Sentinel-2 Collection 1 f94130bff58e49f5a836181b4166c9d4

Keywords: data used; sentinel-2, datasets; sentinel-2 Collection 1

Background

Sentinel-2 is an Earth observation mission from the EU Copernicus Programme that systematically acquires optical imagery at high spatial resolution (up to 10 m for some bands). The mission is based on a constellation of two identical satellites in the same orbit, 180° apart for optimal coverage and data delivery. Together, they cover all Earth’s land surfaces, large islands, inland and coastal waters every 3-5 days.

Digital Earth Africa provides Sentinel-2, Level 2A (processed to Level 2A using the Sen2Cor algorithm) surface reflectance data. Surface reflectance provides standardised optical datasets by using robust physical models to correct for variations in image radiance values due to atmospheric properties, as well as sun and sensor geometry, resulting an Analysis Ready Data (ARD) product. ARD allows you to analyse surface reflectance data as is without the need to apply additional corrections. The resulting stack of surface reflectance grids are consistent over space and time, which is instrumental in identifying and quantifying environmental change.

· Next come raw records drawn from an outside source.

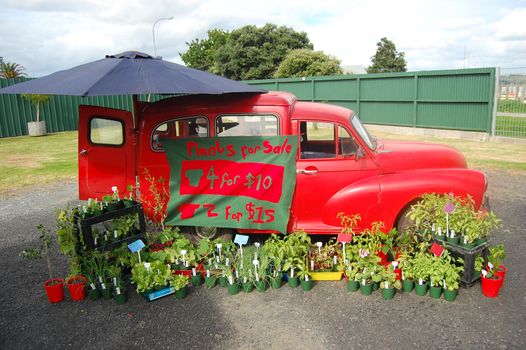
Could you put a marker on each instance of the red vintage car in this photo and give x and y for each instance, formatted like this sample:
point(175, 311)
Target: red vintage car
point(340, 167)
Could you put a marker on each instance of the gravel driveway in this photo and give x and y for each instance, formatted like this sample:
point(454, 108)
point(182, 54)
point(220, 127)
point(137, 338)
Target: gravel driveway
point(326, 318)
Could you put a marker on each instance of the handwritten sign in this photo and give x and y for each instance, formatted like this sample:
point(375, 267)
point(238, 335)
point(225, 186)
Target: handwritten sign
point(237, 182)
point(136, 246)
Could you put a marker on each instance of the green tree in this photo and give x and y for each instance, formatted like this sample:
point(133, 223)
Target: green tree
point(11, 70)
point(387, 59)
point(308, 63)
point(201, 52)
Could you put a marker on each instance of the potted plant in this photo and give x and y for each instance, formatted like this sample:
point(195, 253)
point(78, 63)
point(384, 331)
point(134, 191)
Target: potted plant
point(54, 287)
point(179, 283)
point(452, 276)
point(389, 282)
point(38, 127)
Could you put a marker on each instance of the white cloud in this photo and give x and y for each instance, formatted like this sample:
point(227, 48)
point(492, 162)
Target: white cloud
point(50, 35)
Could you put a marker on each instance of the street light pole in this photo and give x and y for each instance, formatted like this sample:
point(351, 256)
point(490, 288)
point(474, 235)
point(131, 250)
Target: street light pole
point(153, 32)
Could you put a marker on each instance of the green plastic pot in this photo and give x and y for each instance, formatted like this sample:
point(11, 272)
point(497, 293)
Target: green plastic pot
point(408, 285)
point(261, 286)
point(435, 291)
point(450, 295)
point(421, 289)
point(181, 293)
point(294, 282)
point(247, 287)
point(366, 289)
point(223, 281)
point(388, 293)
point(353, 286)
point(106, 293)
point(275, 282)
point(197, 280)
point(233, 289)
point(306, 285)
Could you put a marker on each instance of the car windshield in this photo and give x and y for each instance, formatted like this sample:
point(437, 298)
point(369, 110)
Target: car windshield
point(360, 129)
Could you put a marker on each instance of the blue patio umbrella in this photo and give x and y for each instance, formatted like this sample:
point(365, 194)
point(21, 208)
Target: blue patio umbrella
point(130, 73)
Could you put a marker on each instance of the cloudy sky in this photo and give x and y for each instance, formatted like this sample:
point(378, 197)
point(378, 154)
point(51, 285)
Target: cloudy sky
point(49, 35)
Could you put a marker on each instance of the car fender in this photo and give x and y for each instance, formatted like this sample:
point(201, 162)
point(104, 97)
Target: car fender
point(400, 190)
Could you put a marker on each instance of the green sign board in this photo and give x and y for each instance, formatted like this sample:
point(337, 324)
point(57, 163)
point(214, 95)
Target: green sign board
point(235, 182)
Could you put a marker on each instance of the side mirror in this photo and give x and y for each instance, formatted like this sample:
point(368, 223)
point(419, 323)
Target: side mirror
point(360, 153)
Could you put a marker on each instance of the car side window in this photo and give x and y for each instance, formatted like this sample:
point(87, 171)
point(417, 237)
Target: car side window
point(346, 145)
point(187, 127)
point(247, 125)
point(317, 140)
point(104, 131)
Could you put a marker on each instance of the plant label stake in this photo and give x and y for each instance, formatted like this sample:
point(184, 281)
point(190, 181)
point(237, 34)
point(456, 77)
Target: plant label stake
point(319, 244)
point(219, 245)
point(135, 247)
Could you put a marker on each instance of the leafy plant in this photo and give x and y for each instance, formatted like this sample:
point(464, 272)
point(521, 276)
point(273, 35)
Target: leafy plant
point(44, 235)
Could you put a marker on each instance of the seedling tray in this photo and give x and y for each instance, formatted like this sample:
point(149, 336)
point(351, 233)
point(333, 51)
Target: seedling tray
point(324, 276)
point(158, 293)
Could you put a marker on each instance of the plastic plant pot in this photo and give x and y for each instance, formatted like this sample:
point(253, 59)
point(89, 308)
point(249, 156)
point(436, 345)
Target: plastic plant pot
point(421, 289)
point(233, 289)
point(197, 280)
point(261, 286)
point(54, 290)
point(388, 293)
point(275, 283)
point(294, 282)
point(93, 294)
point(435, 291)
point(491, 286)
point(247, 287)
point(408, 285)
point(306, 285)
point(223, 281)
point(366, 289)
point(353, 286)
point(450, 295)
point(77, 287)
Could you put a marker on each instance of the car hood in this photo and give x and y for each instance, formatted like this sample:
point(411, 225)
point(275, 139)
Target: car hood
point(396, 156)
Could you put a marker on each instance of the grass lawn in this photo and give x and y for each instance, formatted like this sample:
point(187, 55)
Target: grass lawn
point(28, 161)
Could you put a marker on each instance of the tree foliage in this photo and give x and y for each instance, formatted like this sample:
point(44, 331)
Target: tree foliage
point(201, 52)
point(387, 58)
point(11, 70)
point(308, 63)
point(245, 53)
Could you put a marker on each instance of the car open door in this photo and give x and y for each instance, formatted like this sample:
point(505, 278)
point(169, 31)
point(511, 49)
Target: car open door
point(106, 151)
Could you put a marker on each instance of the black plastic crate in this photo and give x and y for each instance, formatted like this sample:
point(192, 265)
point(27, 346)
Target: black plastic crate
point(87, 233)
point(468, 276)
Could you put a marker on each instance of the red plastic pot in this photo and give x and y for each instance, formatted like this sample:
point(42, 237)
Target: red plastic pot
point(491, 286)
point(54, 290)
point(501, 271)
point(77, 287)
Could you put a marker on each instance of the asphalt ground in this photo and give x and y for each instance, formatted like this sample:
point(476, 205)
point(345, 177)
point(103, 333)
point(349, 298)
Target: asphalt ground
point(325, 318)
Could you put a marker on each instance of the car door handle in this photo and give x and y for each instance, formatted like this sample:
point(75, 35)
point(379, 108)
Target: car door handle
point(311, 171)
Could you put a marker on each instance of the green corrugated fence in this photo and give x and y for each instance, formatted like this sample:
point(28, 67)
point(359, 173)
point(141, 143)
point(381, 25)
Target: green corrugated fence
point(450, 99)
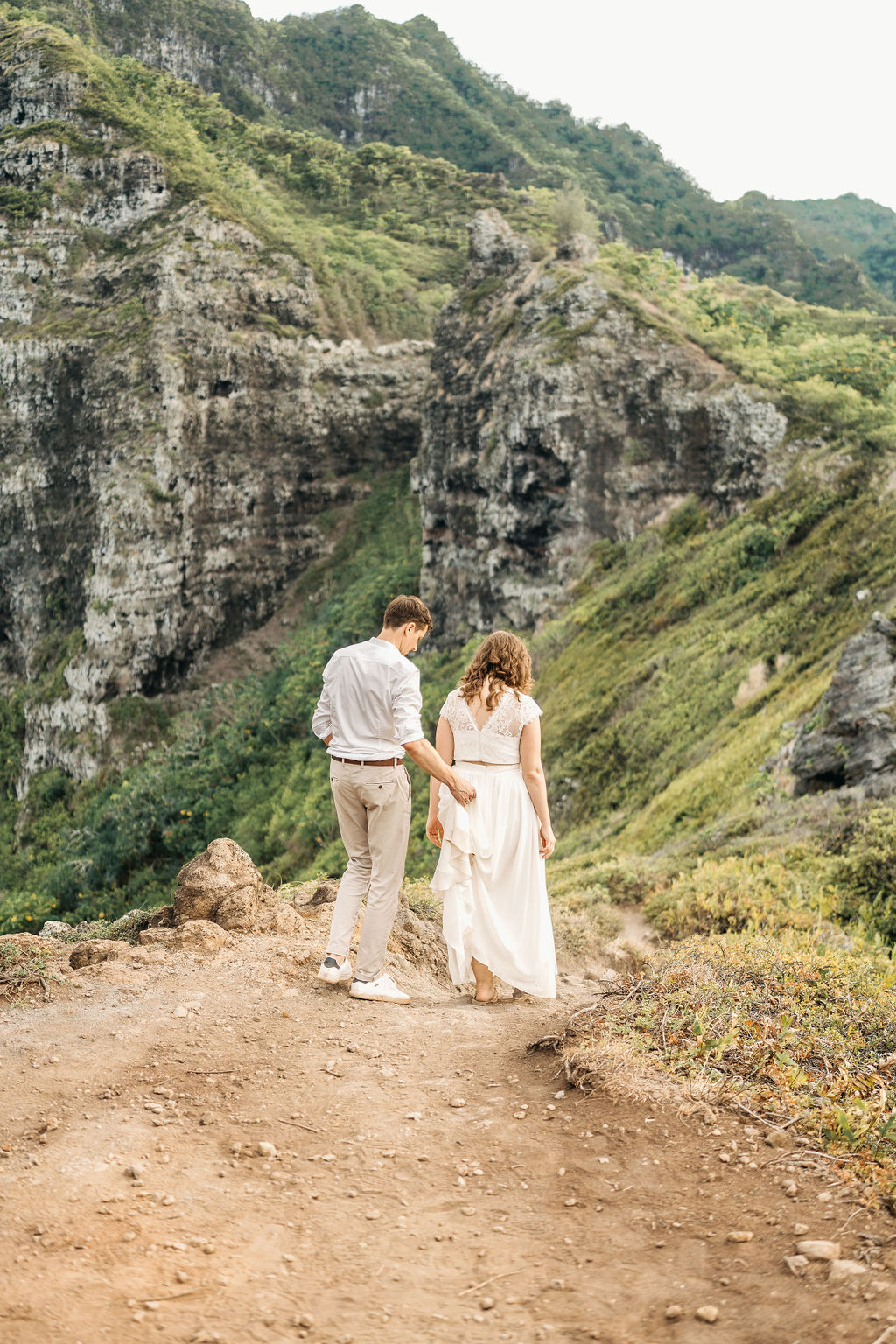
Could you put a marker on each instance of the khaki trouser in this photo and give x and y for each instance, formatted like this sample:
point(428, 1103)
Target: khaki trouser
point(374, 809)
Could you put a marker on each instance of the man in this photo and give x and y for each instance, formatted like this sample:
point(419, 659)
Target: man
point(369, 717)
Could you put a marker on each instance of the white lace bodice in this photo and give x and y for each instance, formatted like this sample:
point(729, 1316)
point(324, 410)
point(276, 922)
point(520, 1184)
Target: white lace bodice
point(499, 741)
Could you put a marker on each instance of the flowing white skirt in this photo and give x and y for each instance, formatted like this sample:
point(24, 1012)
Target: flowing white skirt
point(494, 898)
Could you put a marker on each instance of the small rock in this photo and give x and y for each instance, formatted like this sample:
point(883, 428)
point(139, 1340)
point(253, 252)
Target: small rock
point(94, 949)
point(818, 1250)
point(843, 1271)
point(54, 929)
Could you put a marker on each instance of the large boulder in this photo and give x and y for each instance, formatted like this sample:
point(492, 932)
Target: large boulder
point(225, 886)
point(850, 738)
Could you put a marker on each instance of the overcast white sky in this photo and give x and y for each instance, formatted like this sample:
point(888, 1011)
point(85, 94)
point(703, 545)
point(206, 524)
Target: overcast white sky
point(788, 97)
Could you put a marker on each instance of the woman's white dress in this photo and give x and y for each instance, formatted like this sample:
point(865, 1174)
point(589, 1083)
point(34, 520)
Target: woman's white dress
point(489, 874)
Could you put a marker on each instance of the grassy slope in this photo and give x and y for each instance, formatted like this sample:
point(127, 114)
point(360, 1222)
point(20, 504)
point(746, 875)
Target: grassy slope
point(644, 745)
point(383, 228)
point(424, 95)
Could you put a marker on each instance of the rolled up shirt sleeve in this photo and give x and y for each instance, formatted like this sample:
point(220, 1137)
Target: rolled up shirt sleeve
point(321, 721)
point(407, 706)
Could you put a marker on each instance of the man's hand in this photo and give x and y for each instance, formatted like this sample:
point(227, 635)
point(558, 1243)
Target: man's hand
point(462, 790)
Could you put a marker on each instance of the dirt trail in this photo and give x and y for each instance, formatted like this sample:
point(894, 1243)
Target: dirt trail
point(389, 1211)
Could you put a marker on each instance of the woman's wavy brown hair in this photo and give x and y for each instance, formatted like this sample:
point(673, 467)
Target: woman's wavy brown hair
point(502, 660)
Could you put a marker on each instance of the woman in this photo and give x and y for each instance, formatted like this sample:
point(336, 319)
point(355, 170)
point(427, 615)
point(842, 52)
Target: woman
point(491, 870)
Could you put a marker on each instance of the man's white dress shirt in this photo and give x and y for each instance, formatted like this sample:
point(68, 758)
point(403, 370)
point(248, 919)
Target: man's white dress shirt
point(371, 702)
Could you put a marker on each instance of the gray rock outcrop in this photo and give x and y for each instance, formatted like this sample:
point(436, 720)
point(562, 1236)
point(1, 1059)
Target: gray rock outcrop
point(850, 738)
point(559, 416)
point(172, 421)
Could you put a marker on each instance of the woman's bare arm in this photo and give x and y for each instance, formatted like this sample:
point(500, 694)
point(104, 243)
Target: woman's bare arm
point(444, 747)
point(534, 776)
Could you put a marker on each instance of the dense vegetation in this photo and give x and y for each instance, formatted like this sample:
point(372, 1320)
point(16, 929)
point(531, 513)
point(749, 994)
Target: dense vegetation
point(850, 226)
point(383, 228)
point(660, 772)
point(358, 80)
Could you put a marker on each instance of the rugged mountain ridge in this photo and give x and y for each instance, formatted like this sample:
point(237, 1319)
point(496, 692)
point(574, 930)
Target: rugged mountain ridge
point(361, 80)
point(557, 418)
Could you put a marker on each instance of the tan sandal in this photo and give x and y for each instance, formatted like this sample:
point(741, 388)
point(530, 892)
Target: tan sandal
point(485, 1003)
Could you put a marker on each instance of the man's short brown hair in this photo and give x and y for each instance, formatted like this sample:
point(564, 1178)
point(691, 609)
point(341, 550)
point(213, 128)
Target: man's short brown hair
point(407, 611)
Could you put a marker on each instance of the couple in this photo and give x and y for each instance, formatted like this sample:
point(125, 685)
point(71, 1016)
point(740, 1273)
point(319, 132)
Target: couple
point(489, 817)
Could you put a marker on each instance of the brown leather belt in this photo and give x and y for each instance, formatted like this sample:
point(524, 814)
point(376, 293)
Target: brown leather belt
point(346, 761)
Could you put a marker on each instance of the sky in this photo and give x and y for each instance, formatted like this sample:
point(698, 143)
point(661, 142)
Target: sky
point(788, 97)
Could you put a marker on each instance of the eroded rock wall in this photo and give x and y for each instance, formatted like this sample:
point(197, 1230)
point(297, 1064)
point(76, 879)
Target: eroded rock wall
point(559, 416)
point(171, 425)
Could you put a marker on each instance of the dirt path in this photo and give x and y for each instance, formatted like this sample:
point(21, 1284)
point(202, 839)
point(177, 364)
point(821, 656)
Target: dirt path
point(429, 1179)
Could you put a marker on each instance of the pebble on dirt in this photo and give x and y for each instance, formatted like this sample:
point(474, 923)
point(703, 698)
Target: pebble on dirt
point(841, 1271)
point(818, 1250)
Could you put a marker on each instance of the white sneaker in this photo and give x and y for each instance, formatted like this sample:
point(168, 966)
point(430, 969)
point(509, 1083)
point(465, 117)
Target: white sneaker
point(382, 990)
point(333, 973)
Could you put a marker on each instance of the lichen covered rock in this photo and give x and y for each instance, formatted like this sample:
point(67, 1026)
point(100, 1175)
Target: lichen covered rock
point(223, 885)
point(559, 416)
point(850, 738)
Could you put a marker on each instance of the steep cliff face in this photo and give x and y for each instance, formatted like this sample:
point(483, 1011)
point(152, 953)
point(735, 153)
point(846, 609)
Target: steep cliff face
point(557, 416)
point(171, 428)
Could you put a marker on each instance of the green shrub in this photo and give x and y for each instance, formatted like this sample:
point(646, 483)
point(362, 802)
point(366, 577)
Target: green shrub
point(728, 895)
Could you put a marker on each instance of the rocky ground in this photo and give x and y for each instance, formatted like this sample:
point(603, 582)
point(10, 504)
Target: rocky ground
point(210, 1145)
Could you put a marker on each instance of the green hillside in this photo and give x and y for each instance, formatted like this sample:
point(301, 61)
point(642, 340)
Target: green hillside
point(359, 80)
point(850, 226)
point(645, 749)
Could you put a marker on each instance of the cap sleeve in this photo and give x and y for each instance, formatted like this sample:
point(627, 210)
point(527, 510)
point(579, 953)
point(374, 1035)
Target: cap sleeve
point(528, 710)
point(449, 709)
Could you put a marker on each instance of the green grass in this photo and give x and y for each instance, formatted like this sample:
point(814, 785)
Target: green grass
point(431, 101)
point(790, 1026)
point(383, 228)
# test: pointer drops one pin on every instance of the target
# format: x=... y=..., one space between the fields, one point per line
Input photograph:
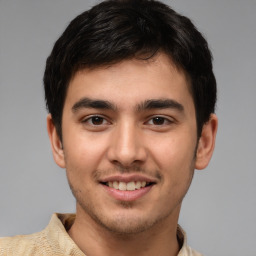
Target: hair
x=117 y=30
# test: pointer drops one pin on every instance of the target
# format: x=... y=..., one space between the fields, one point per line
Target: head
x=114 y=31
x=131 y=94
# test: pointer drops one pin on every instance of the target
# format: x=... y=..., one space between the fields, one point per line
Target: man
x=131 y=96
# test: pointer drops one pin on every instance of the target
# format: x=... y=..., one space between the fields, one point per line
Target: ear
x=206 y=143
x=56 y=144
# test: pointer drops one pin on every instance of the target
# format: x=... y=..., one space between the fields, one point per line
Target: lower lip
x=127 y=195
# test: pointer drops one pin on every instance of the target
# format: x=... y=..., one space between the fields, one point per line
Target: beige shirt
x=55 y=241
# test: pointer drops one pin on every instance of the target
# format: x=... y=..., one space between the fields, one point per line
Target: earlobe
x=56 y=144
x=206 y=143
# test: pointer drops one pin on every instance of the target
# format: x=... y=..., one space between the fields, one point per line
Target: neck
x=93 y=239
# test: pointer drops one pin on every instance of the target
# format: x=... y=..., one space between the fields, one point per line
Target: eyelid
x=169 y=120
x=87 y=118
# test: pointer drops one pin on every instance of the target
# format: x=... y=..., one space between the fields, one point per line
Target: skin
x=130 y=138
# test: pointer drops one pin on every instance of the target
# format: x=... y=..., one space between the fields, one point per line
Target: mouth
x=127 y=186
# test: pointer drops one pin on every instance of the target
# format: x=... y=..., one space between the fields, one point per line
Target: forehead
x=132 y=81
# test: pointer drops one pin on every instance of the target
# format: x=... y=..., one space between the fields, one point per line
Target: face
x=129 y=143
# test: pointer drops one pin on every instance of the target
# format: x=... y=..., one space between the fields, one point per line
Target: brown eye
x=158 y=120
x=97 y=120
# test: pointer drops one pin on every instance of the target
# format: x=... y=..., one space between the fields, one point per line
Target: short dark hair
x=117 y=30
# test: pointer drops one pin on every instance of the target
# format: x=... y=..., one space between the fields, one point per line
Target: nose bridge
x=126 y=147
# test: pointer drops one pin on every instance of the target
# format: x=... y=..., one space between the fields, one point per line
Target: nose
x=127 y=146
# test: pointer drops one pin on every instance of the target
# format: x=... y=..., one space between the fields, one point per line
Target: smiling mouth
x=127 y=186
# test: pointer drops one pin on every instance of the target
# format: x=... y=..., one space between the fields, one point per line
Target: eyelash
x=89 y=120
x=103 y=121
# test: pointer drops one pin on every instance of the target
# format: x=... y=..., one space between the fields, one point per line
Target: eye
x=95 y=121
x=159 y=120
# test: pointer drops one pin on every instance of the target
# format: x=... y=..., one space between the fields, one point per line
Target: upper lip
x=128 y=178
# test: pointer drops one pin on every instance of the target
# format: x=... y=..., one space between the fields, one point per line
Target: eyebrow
x=90 y=103
x=146 y=105
x=160 y=104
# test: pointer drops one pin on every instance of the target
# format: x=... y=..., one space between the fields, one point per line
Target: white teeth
x=138 y=185
x=130 y=186
x=116 y=185
x=122 y=186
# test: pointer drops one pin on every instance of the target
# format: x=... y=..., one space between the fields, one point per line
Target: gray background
x=220 y=210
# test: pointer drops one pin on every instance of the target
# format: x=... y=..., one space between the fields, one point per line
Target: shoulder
x=33 y=244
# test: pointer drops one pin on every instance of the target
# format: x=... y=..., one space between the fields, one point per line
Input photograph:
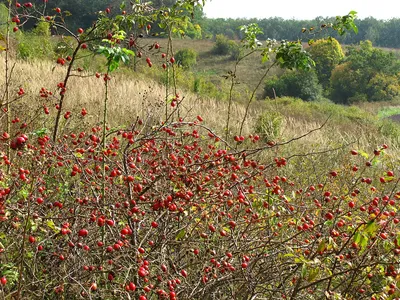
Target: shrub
x=223 y=46
x=301 y=84
x=327 y=54
x=269 y=125
x=186 y=58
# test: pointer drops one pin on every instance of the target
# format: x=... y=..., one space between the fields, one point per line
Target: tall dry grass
x=131 y=98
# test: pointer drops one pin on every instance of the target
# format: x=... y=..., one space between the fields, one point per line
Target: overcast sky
x=301 y=9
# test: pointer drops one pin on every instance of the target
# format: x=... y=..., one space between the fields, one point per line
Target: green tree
x=299 y=84
x=186 y=58
x=327 y=54
x=368 y=74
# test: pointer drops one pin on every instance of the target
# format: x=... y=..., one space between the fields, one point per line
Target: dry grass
x=131 y=98
x=128 y=98
x=214 y=67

Digital Earth Africa Sentinel-2 Level-2A Surface Reflectance Collection 1 is the Sentinel-2 product processed for enhanced calibration and consistent time series between Sentinel-2A and Sentinel-2B.

Sentinel-2A and Sentinel-2B satellite sensors are stored together under a single product name: 's2_l2a_c1'

Important details:

  • Surface reflectance product (Level 2A)

    • Valid SR scaling range: 1 - 10,000 (0 is no-data)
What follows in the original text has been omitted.